Tenemos, sin embargo, dos desacuerdos que no encuentran solución: Ceuta y Melilla (con los peñones y las islas Chafarinas) y el contencioso del Sáhara. Sobre el primero hay que aprender a convivir con dos posturas irreconciliables: la intocable soberanía española y la irrenunciable reivindicación marroquí. No es fácil. Por eso, si el presidente Aznar no hubiera respondido con firmeza a la crisis del islote de Perejil hubiera enviado a Marruecos una señal de debilidad, que con seguridad hubiera invitado a nuevas equivocaciones. Y, por eso mismo, el presidente Sánchez hubiera debido responder al cierre unilateral por Marruecos del paso fronterizo de mercancías de Melilla, hace un par de años.

Para España, el Sáhara es a la vez un problema de política internacional y de política interna, y eso a Marruecos le cuesta entenderlo.
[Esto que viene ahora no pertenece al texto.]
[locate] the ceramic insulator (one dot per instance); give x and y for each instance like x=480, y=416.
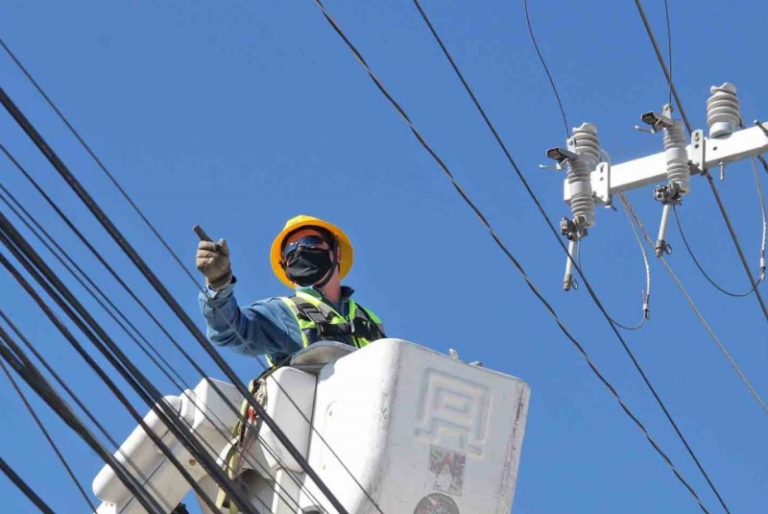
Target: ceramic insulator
x=676, y=155
x=723, y=113
x=586, y=145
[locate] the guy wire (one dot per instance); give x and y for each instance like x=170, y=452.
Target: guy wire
x=95, y=333
x=24, y=487
x=706, y=173
x=695, y=309
x=167, y=369
x=139, y=263
x=591, y=291
x=48, y=437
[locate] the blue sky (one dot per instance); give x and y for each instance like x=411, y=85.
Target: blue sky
x=239, y=115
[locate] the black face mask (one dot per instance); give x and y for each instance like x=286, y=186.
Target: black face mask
x=307, y=266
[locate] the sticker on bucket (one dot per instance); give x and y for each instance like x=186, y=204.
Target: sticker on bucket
x=437, y=503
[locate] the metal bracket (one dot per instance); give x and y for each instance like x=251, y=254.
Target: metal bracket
x=601, y=184
x=697, y=152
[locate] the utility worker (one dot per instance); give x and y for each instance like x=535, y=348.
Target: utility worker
x=310, y=255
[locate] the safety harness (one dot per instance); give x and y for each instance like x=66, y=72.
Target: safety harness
x=317, y=322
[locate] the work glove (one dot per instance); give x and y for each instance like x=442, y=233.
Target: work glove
x=213, y=262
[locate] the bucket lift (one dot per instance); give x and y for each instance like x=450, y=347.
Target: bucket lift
x=416, y=430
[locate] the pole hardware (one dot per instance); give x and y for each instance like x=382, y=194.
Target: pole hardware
x=581, y=157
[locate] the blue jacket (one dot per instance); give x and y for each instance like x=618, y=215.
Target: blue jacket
x=264, y=327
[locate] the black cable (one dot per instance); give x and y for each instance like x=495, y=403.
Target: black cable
x=48, y=437
x=93, y=331
x=15, y=357
x=170, y=250
x=554, y=232
x=93, y=419
x=165, y=368
x=119, y=279
x=702, y=270
x=145, y=308
x=122, y=282
x=24, y=487
x=669, y=47
x=544, y=65
x=506, y=251
x=706, y=174
x=160, y=288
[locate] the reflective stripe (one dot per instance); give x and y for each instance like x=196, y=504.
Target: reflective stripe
x=325, y=311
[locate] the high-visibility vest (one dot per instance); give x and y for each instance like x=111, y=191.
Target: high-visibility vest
x=318, y=321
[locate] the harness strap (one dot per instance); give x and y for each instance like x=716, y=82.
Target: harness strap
x=322, y=316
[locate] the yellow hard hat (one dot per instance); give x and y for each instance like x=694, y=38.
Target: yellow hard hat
x=303, y=221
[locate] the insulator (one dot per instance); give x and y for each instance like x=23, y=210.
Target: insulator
x=676, y=155
x=585, y=144
x=723, y=113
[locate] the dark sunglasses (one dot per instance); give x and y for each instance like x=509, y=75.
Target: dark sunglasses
x=311, y=241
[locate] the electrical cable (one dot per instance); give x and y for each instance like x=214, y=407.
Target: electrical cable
x=698, y=313
x=504, y=248
x=546, y=68
x=703, y=271
x=553, y=230
x=163, y=292
x=706, y=174
x=135, y=297
x=93, y=331
x=17, y=359
x=167, y=369
x=24, y=487
x=669, y=47
x=48, y=437
x=121, y=282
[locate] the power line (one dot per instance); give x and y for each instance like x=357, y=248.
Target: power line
x=706, y=174
x=669, y=46
x=646, y=295
x=15, y=357
x=62, y=383
x=504, y=248
x=696, y=311
x=165, y=368
x=704, y=273
x=115, y=275
x=591, y=291
x=24, y=487
x=144, y=307
x=48, y=437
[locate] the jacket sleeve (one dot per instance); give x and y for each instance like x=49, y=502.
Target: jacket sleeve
x=264, y=327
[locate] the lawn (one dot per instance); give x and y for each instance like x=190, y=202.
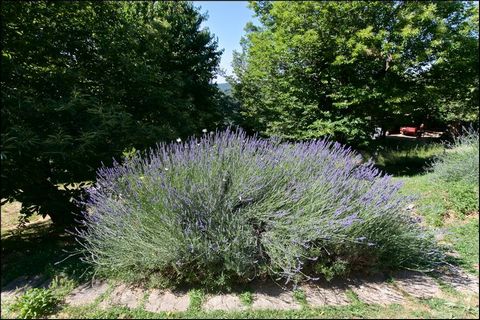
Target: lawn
x=37, y=249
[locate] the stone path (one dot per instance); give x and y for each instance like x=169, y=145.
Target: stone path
x=371, y=290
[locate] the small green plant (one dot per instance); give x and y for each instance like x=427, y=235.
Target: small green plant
x=353, y=297
x=246, y=298
x=197, y=297
x=35, y=303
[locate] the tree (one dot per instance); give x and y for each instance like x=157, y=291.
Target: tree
x=83, y=81
x=341, y=68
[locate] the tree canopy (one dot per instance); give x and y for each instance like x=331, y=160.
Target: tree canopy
x=82, y=81
x=341, y=68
Fuimos potencia colonizadora del territorio hasta que nos echó de allí la Marcha Verde, cuando Franco agonizaba, dejando un profundo resentimiento tanto en la derecha, que sintió mancillada la imagen del Ejército, como en la izquierda, que sintió que abandonábamos a los saharauis. Rabat querría que ahora reconociéramos su soberanía sobre el Sáhara Occidental, como hizo Donald Trump, y le cuesta aceptar que no lo podamos hacer. Cuando además recibimos de tapadillo al líder del Frente Polisario, por razones estrictamente humanitarias, Marruecos se ha indignado. Es muy ingenuo pensar que, aunque Brahim Ghali viajara con nombre falso y pasaporte diplomático argelino, iba a escapar al escrutinio de servicios de inteligencia marroquíes, que tienen mil ojos en España. Es un asunto que se puede complicar más.

Si a estos problemas Marruecos añade una avalancha artificial de 8.000 inmigrantes en Ceuta, poniendo en riesgo vidas humanas, la crisis está servida, aunque yo creo que la protesta se le escapó de las manos. Marruecos debería saber que por las malas no va a conseguir nada, como ya le ocurrió en Perejil. Y ha cometido un grave error, porque aumenta nuestra desconfianza histórica hacia el vecino del sur; porque proyecta una pésima imagen de un país del que la gente huye en masa, en cuanto tiene oportunidad; porque la españolidad de Ceuta y Melilla ha salido reforzada, no solo con la oportuna visita del presidente Sánchez sino con el respaldo explícito de toda la Unión Europea; y porque no ha cambiado nuestra postura sobre el Sáhara. Lo que se dice hacer un pan con unas tortas.

Esperemos que ahora se calmen los ánimos, que las aguas vuelvan a su cauce y que se normalice la relación entre dos países grandes y amigos. Ambos ganaremos con ello.